The Effect of Laser Spot Diameter at Selective Laser Melting of Fe-Based Amorphous Alloy
摘要
Fe-based bulk metallic glasses are a very promising material class due to its remarkable soft-magnetic properties. Such material can be obtained by cooling of the melt at very high cooling rate, which can be reached within the framework of one of the most popular additive manufacturing technologies—selective laser melting. To control and manage the key soft-magnetic amorphous-nanocrystalline material parameters determining its magnetic properties—density and amorphization degree, it is vital to understand the influence of production process factors.
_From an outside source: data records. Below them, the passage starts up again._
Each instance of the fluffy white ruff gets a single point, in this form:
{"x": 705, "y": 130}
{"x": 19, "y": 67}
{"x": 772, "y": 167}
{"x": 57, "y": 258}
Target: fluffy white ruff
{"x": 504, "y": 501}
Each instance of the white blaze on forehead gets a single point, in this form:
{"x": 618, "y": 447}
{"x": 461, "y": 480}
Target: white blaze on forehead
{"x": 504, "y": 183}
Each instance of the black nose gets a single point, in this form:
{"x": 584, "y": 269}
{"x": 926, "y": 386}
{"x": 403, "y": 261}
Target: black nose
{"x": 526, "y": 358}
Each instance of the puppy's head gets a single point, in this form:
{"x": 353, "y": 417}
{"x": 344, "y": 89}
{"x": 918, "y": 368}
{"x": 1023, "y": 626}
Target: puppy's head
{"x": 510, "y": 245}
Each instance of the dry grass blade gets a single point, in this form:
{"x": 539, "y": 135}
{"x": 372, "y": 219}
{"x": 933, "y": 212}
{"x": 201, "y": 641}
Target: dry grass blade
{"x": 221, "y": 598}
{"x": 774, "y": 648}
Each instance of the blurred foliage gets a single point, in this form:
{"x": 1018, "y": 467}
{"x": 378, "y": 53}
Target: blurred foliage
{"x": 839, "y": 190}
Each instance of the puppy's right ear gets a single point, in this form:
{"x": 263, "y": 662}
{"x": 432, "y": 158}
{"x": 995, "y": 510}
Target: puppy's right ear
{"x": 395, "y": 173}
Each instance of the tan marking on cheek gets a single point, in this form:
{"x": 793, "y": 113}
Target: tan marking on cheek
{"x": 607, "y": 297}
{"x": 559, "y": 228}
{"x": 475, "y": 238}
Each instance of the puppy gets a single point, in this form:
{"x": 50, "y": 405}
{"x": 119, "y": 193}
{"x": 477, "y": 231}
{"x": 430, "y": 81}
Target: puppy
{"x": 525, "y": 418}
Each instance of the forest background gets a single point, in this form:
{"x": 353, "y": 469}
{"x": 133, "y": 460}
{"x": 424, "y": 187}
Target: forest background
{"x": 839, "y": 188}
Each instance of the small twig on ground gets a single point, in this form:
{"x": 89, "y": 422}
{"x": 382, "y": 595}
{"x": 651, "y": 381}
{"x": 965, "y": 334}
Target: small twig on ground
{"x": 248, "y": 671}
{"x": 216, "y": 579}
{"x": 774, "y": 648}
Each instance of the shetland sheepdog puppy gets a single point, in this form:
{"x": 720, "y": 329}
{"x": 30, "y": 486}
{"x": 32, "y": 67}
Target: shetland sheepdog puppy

The impact of the laser spot diameter on the phase composition, density, microstructure, magnetic properties of the FeSiCrB alloy (KUAMET 6B2) was investigated by preparing and studying the samples obtained via selective laser melting. Samples were obtained in nitrogen atmosphere via two selective laser melting systems: one with laser spot diameter of 80 µm and other with laser spot diameter of 40 µm using same basic selective laser melting parameters (excluding hatch distance parameter which was halved in experiment with reduced laser spot diameter). In result, original data on the impact of halving the laser spot diameter on amorphization degree, microstructure, and magnetic characteristics was obtained for different selective laser melting parameters combinations. Complex analysis of the novel obtained results can be used for production development of selective laser melted Fe-based amorphous-nanocrystalline alloys, more precise process parameters optimization and further investigation of the selective laser melted amorphous-nanocrystalline Fe-based alloys.